Rosenthal did not set out to create a new molecule for imaging, although his work led to panitumumab-IRDye800CW, a fluorescently labelled antibody useful for intraoperative tumor-specific imaging.

“I took an existing therapeutic with a known safety profile and added the fluorescent agent,” he said. 

“Rather than saying this molecule is the one that is the best, we are saying, ‘If you use certain fluorescence-guided surgery techniques, it will provide patient benefit,’” Rosenthal said. “That is our goal, to show people the successful application of fluorescence-guided surgery, not to highlight a particular agent.”

“Within the next five years, fluorescence-guided, intra-operative surgery will be routine practice.”

Small Companies Taking the Lead

Several companies are involved in clinical trials for development of the new diagnostic, including On Target Laboratories and Alume Biosciences, which received loans from the U.S. Small Business Innovation Research program.

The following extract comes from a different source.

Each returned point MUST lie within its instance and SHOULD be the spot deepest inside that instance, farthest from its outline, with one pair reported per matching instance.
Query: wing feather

“Rather than saying this molecule is the one that is the best, we are saying, ‘If you use certain fluorescence-guided surgery techniques, it will provide patient benefit.’”

Rosenthal said research centered on diagnostics are not as lucrative as those for therapeutics, which have seen greater interest from large pharmaceutical companies.

“A patient will only get one dose of the diagnostic, compared to getting months of treatment of a therapeutic drug,” Rosenthal said.

Although the cost for trials and production are the same for treatments and diagnostics, a pharma corporation is far less likely to recoup its costs with a new diagnostic.

Immense Applicability

Almost every patient with curable cancer gets surgery at some point in their treatment, so a large proportion of patients stand to benefit from this advancement, Rosenthal said.

“This method offers potential benefits for patients that are so high,” he explained. “Within the next five years, fluorescence-guided, intra-operative surgery will be routine practice.”